As I mentioned, I can't legally force them to do anything since I wasn't their customer and the contract with previous owner states no warranty extension to new owner. They are one of biggest roofing contractors in S. Florida with perfect BBB record, but havent returned my call yet. I wanted to know if it was a simple fix so I would know what conversation to have with them. I also have a call into town inspector to ask if this should have passed, since final inspection was after I purchased and the contractor had only promised me, in writing, to do whatever was needed to pass final inspection.
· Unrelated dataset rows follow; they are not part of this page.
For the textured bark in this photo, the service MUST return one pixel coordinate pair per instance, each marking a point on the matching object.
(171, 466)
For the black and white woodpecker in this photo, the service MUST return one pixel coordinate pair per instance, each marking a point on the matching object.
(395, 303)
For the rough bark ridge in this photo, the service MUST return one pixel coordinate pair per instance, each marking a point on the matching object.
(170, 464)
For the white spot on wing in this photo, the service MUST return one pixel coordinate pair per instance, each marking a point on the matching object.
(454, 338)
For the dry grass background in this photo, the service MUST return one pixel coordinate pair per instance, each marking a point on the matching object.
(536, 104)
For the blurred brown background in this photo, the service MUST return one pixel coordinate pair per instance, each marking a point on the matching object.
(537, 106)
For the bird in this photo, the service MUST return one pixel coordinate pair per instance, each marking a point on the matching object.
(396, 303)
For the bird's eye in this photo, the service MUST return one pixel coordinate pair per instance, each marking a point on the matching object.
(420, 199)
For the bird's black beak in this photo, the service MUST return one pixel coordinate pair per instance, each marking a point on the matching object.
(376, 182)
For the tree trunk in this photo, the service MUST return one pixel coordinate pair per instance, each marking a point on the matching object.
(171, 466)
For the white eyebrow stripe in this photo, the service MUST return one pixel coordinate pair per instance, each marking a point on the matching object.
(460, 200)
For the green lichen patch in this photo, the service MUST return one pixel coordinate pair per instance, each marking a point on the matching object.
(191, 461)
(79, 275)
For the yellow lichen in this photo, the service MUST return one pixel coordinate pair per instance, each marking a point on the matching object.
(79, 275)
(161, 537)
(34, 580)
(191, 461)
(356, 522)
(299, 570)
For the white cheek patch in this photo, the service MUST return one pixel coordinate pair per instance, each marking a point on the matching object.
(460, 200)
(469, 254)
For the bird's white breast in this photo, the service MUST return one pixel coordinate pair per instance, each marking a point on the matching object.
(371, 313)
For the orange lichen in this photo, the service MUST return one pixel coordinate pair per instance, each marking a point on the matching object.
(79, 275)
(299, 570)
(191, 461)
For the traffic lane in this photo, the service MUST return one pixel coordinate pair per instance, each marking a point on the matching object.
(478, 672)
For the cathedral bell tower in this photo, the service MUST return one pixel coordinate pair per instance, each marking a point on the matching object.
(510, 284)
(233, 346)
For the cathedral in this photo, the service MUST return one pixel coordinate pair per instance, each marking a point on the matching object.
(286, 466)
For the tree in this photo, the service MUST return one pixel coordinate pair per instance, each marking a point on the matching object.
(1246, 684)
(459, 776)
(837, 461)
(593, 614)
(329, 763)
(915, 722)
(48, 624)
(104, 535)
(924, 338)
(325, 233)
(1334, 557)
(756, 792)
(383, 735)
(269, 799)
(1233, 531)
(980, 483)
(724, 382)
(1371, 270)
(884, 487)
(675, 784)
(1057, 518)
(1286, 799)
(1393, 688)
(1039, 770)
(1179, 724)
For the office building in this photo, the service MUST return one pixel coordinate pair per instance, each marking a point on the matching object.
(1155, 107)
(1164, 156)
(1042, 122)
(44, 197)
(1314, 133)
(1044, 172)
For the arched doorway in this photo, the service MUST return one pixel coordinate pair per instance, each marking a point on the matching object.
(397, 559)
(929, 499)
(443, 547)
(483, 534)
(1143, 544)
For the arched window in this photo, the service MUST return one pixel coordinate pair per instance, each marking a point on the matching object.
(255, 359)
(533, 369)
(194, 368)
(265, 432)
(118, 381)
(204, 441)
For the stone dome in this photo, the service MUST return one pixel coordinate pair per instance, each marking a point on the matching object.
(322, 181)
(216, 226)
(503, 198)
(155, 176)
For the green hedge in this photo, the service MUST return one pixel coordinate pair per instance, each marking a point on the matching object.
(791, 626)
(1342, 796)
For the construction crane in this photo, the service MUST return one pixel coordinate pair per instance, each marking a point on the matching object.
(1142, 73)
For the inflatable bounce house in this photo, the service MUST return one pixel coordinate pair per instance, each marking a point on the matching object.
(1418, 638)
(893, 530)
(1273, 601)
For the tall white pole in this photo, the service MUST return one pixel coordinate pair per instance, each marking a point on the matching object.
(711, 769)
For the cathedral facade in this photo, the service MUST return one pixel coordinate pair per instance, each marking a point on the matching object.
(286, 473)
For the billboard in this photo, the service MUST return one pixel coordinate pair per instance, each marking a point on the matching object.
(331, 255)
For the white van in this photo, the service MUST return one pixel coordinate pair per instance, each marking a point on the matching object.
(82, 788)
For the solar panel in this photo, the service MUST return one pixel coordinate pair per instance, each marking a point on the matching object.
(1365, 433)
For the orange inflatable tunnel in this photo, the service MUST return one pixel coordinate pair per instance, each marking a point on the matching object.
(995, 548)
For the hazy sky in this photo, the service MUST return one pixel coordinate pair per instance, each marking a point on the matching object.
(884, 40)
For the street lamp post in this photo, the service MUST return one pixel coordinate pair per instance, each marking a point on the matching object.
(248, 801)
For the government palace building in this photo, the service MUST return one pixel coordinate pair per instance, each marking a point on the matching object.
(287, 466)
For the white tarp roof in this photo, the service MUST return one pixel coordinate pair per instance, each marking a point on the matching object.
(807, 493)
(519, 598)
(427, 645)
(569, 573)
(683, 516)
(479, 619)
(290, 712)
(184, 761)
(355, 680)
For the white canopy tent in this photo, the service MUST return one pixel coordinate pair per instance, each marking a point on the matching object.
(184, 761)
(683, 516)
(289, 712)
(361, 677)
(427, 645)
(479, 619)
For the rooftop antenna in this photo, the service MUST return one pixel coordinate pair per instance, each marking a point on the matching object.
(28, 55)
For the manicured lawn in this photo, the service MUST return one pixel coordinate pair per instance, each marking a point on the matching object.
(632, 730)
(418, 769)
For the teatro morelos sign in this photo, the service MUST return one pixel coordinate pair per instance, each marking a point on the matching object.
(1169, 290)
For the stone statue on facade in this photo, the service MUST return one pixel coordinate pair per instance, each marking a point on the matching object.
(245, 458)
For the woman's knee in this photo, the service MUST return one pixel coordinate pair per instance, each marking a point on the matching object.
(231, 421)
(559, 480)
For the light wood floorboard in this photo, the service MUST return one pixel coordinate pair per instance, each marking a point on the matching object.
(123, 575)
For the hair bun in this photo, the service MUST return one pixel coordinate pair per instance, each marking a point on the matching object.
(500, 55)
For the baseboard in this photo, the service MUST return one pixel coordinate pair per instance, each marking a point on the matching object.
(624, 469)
If it was an easy fix like expandable foam I could do it myself, but sounds like it isnt.


----------



## jagans (Oct 21, 2012)

*Simple fix?*

I do not know anything about your situation. I do not know whether you have a proper counter flashing or not. to install the pan flashing along the 50 foot run, the tiles would have to be removed from ridge to eaves for a couple of tiles out, then the pan would be installed, lapped 6 inches to shed water, and the vertical leg should run up under the counter-flashing at least 3 inches. I would be willing to bet that installing foam will increase your leaks, because it will dam water and force it into the roofing system. You may want to get some white acrylic roof coating like Top Coat, or Firestone Acrylitop, and have them tint it at home depot to whatever color your tiles are and paint the groove with two or three coats, and it will get you some mileage, but its not the right way to do it.


----------



## philster123 (Dec 10, 2012)

Thanks. Will go up on neighbors roof this weekend to see what they have filling gap- looks like lightweight concrete perhaps. I will try to upload photo of this into this message. Not sure it will work.
http://i1303.photobucket.com/albums/ag143/philiclese/newer034.jpg

http://s1303.beta.photobucket.com/user/philiclese/media/newer034.jpg.html


----------



## tinner666 (Mar 14, 2005)

You better be sure that metal is missing before you start filling gaps. 
Done correctly, there will be a gap there and filling it will cause leaks.


----------



## tinner666 (Mar 14, 2005)

Where is the pic you took after shifting the tile to see if channel flasing is under there? 
If there is no metal there, you'll need to remove about 8" of the stucco along the wall, install the metal and counter-flashing, and metal ledge for the stucco and re-stucco the wall. And leave a gap when you finish.
Whether or not metal is there, filling that void will cause leaks.


----------



## jagans (Oct 21, 2012)

*What???*

I thought we were clear about the fact that there is supposed to be a gap along the rising wall, between the wall and the first tile. Again, filling the gap will probably cause leaks.


----------



## philster123 (Dec 10, 2012)

Thanks all.

I only posted here because I seem to be the only house in community with that gap, which is obvious just by driving around and looking at the other 70 roofs in here. Maybe they are on their original roofs, and that is what they did back then- filled it in with lightweight concrete (?). But I guess if it is a channel that is supposed to be there, and flashing underneath creates channel and is waterproof, I will leave it and wait for next roofing company I see in neighborhood and talk to the boss....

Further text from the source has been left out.